Das E-Book können Sie in Legimi-Apps oder einer beliebigen App lesen, die das folgende Format unterstützen:
Seitenzahl: 146
Veröffentlichungsjahr: 2010
Thilo Schleip kennt aus eigener Erfahrung die Probleme von Menschen mit Lebensmittel-Unverträglichkeiten: Viele Jahre litt er unter den Beschwerden einer Laktose-Intoleranz und anderer Unverträglichkeiten, bis nach einer langen Ärzteodyssee endlich die richtigen Diagnosen gestellt wurden.
Um dies anderen Betroffenen zu ersparen, hat er mehrere sehr erfolgreiche Bücher zu den Themen Reizdarm, Laktose-, Fructose- und Histamin-Intoleranz geschrieben.
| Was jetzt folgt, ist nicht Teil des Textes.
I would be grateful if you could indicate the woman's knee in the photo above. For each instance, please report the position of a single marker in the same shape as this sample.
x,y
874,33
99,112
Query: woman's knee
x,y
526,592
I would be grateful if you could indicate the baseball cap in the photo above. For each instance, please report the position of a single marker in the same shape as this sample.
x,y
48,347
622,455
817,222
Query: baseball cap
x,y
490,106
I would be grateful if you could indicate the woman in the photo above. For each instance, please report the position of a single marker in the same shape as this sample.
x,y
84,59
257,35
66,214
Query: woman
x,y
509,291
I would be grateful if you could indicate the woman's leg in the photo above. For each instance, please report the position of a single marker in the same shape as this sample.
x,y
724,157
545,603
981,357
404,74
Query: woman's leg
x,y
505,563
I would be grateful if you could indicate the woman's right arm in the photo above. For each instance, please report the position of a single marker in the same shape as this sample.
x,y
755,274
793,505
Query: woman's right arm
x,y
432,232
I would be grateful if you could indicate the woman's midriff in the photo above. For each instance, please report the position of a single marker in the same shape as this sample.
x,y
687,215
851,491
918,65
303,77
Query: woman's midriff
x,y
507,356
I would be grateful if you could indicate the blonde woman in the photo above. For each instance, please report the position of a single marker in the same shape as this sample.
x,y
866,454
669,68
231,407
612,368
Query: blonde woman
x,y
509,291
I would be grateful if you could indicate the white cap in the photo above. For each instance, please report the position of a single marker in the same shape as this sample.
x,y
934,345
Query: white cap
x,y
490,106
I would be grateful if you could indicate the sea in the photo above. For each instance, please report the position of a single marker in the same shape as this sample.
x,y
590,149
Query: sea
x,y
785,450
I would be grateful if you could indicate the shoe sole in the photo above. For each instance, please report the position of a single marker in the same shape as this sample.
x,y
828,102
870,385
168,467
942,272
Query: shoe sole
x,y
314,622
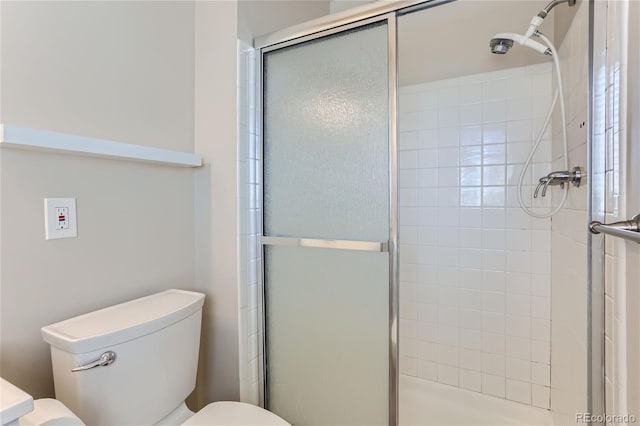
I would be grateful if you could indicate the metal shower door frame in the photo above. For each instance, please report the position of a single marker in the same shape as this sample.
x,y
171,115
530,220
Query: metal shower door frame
x,y
390,11
390,246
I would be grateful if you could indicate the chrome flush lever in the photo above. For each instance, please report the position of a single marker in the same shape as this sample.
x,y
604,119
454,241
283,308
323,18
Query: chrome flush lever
x,y
105,359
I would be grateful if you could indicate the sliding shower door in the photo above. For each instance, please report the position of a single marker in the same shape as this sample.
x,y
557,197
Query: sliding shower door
x,y
329,215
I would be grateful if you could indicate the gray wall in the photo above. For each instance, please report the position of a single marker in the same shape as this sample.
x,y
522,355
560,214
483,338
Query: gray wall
x,y
114,70
162,74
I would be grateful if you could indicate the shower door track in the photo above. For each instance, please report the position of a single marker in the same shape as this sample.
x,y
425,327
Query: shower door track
x,y
378,247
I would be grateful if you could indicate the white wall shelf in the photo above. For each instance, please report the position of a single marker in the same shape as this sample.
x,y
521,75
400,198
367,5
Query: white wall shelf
x,y
42,140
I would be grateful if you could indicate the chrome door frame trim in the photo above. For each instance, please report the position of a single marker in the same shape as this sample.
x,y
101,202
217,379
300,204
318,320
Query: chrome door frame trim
x,y
312,33
330,31
347,17
595,247
379,247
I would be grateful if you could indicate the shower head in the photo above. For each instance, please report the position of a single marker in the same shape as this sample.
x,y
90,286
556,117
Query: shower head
x,y
500,46
502,42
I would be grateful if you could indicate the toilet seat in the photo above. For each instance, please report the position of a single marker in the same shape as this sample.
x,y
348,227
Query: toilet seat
x,y
228,413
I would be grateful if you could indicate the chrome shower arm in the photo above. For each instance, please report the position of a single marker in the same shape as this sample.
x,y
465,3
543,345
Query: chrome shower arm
x,y
544,12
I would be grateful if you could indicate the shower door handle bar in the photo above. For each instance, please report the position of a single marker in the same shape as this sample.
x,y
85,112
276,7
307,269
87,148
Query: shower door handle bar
x,y
627,229
374,246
Außerdem ist Thilo Schleip Gründer und Inhaber des Online-Shops Laktonova für Menschen mit Unverträglichkeiten.
Liebe Leserin, lieber Leser,
vielleicht haben Sie erst kürzlich erfahren, dass Sie oder ein Familienmitglied unter einer Histamin-Intoleranz leiden. Möglicherweise haben Sie aber auch nur den Verdacht, dass Ihre Befindlichkeitsstörungen ernährungsbedingt sind und ziehen eine Histamin-Intoleranz als Auslöser in Betracht? Oder aber Sie leiden schon länger unter dieser Lebensmittel-Unverträglichkeit und möchten Ihre Beschwerden nun endgültig durch die richtige Ernährung in den Griff bekommen? In jedem Falle halten Sie hierzu das richtige Buch in Ihren Händen.
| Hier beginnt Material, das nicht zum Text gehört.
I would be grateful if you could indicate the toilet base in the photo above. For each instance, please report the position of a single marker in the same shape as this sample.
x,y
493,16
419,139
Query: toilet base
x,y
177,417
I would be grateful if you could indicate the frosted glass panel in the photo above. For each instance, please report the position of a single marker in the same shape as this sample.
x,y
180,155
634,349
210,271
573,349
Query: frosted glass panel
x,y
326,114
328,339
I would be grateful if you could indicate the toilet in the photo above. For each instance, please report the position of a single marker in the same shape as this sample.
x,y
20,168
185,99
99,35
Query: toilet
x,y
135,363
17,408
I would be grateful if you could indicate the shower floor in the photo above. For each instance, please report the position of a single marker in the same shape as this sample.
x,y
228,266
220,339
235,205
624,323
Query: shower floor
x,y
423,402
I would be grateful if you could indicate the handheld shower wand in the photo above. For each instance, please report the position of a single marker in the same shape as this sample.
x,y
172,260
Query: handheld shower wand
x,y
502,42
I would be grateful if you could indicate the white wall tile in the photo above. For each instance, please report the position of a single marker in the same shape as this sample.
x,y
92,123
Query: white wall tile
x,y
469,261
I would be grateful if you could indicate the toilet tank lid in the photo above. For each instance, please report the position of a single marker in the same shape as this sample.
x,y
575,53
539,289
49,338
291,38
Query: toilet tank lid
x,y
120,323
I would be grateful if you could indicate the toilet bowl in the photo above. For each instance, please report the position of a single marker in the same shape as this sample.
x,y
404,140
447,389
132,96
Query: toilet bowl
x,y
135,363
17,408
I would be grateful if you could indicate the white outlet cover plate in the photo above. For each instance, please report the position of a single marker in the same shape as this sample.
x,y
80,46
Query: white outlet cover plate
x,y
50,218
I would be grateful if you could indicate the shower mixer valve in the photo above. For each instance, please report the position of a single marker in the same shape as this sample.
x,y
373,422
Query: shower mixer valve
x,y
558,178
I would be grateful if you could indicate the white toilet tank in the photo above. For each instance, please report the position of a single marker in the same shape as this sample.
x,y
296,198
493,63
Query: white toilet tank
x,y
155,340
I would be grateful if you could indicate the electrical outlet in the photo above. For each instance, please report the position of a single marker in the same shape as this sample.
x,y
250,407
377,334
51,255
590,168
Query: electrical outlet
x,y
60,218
Es informiert Sie in verständlicher Form über alles Wissenswerte zur Histamin-Intoleranz:
Zum Beispiel wie und warum sie entsteht. – Hier gibt es zahlreiche mögliche Ursachen. Und erst wenn man diese kennt, kann man die problematischen Lebensmittel gezielt meiden.
Ein weiteres Thema sind die typischen Symptome und ein Test, um abzuschätzen, ob die eigenen Beschwerden auf eine Histamin-Unverträglichkeit zurückzuführen sein könnten. Häufig vermuten Betroffene zunächst, sie seien gegen bestimmte Lebensmittel allergisch, denn die auftretenden Beschwerden sind die gleichen.
Daher werden auch viele Betroffene, wenn sie zum Arzt gehen, zunächst auf Allergien getestet. Der Ausschluss einer allergischen Erkrankung ist in der Tat wichtig. Allerdings wäre es hilfreich, wenn die Ärzte eher auf die Idee kämen, dass es auch eine Histamin-Intoleranz sein könnte. Diese kommt nämlich vermutlich wesentlich häufiger als eine Lebensmittelallergie vor.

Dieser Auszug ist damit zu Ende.